I did the math and tsked mentally to myself. "What are you guys gonna do in Beijing?" I asked
"We're going to put together my documentary film," said the old man, "Normally I don't like going to Beijing but this time it's necessary to meet my backers. Beijing is such a cruel city. The Chinese are a cruel, cruel people."
I tsked mentally to myself again. Outside the hot, featureless desert rolled past. The sand was yellow-beige and the sky was the hard blue that strikes despair into the heart of anyone who has an easily cookable epidermis. Now and then I saw plain brick buildings and gers at railway stops.
After dark the train pulled into the station for a wheel change. The rails in China are slightly different from the rails in Mongolia and thus all trains need a wheel change before entering China. The train cars in question are lifted up on hydraulics and have their underparts readjusted. If you are entering Mongolia from China you are allowed to get off the train and brouse at a candy store on a cool dark train platform in Erian before the train returns. If you are entering China from Mongolia, all doors and windows are locked and passengers forced to remain on the train for four hours while the wheels are slowly changed for each car. Small, elfin soldiers in green stand outside to make sure that nobody escapes. To add insult to injury the bathroom doors are locked too.
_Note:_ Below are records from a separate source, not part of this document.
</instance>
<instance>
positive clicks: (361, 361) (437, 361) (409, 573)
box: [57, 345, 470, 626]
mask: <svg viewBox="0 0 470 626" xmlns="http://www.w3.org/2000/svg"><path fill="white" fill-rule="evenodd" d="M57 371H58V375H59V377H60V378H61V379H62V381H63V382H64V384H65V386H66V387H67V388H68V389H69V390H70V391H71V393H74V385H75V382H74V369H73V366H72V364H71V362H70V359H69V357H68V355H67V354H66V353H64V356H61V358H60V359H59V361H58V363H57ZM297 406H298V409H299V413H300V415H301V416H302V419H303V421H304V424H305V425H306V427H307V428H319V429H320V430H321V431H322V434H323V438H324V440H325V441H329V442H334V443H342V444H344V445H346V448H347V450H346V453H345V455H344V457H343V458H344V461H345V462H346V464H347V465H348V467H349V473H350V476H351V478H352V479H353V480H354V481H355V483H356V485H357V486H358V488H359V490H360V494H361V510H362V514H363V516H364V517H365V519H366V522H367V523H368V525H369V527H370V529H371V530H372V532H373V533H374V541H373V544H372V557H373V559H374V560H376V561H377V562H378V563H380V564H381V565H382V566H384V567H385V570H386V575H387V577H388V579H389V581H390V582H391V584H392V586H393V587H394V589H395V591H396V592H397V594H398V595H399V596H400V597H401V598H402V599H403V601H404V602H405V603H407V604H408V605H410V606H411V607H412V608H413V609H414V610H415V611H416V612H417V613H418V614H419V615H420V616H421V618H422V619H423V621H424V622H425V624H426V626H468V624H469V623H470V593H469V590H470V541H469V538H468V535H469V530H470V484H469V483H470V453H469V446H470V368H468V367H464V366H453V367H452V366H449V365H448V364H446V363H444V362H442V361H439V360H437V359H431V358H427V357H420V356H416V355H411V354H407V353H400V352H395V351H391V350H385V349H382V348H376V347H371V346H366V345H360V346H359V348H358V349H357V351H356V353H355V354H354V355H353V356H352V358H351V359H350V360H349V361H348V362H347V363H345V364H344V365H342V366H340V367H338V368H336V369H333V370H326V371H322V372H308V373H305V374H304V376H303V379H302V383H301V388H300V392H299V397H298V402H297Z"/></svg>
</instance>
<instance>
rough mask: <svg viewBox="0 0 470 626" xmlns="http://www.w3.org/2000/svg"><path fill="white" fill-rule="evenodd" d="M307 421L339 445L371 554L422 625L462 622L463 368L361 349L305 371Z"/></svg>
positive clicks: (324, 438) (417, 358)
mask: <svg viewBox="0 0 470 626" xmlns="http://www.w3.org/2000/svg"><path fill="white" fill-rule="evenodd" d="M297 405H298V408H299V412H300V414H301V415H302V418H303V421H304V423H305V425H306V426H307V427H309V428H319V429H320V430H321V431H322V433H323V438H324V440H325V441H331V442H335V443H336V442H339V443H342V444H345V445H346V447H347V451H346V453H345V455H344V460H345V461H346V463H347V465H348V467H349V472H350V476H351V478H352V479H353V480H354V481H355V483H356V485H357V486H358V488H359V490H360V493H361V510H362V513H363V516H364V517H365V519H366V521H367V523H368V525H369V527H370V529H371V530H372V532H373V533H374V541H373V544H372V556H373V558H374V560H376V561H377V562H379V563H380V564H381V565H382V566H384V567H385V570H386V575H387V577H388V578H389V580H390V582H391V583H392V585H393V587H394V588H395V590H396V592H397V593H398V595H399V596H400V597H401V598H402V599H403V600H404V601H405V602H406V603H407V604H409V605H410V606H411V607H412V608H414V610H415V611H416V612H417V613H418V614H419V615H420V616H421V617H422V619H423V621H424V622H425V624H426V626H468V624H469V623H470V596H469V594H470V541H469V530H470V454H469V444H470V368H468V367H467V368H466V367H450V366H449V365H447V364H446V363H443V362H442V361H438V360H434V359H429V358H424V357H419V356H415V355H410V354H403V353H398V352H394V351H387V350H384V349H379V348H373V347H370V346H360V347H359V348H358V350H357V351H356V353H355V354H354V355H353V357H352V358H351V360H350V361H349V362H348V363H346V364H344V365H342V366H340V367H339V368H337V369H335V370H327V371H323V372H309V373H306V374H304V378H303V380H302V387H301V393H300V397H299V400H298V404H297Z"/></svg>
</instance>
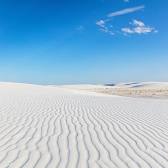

I remember feeling so chilled... in only the metaphorical sense of course. The train car was hot and stuffy. The air seemed to be draining. I remember frantically trying all the exit doors, just wanting to be reassured that if need be I could escape from the train car. I could breathe air again. I could leave. No such luck, the doors were firmly locked. "What if there's a fire?" I asked the old man, "We'll all die."
"Yes," he replied calmly, "The Chinese are very sure about keeping people from escaping the train before they have their visas checked. I've seen people faint from lack of air while waiting in the locked train cars."
I remembered being so struck by this cold lack of respect for human life. I hated China already... it made my stomach feel cold and sick. It made me wonder if I was going to die and be forgotten as another piece of "tsk-tsk" international news that nobody really pays attention to.
Then I felt a draft of cool air and saw that someone had managed to open one of the windows. Yay! We weren't going to suffocate! I could already see one woman hold her toddler up to the window so he could poke his curious little head out into the large garage where the train cars were currently being lifted and adjusted. I looked out the window and saw the soldiers. They really were so small. They didn't look older than fifteen. One boy yawned as he stood dutifully at attention. For some reason this really touched me.
Not much later the train lurched and we pulled into the Erlian train station for an hour before continuing on towards Beijing. It was relaxing to finally get off the train and browse the candied fruits at what I like to call the Erlian candy shop. Still, I have never forgotten the hot, frightening wait in the train car at the Erlian crossing. It is why, to this day, I have resolved to never live in China.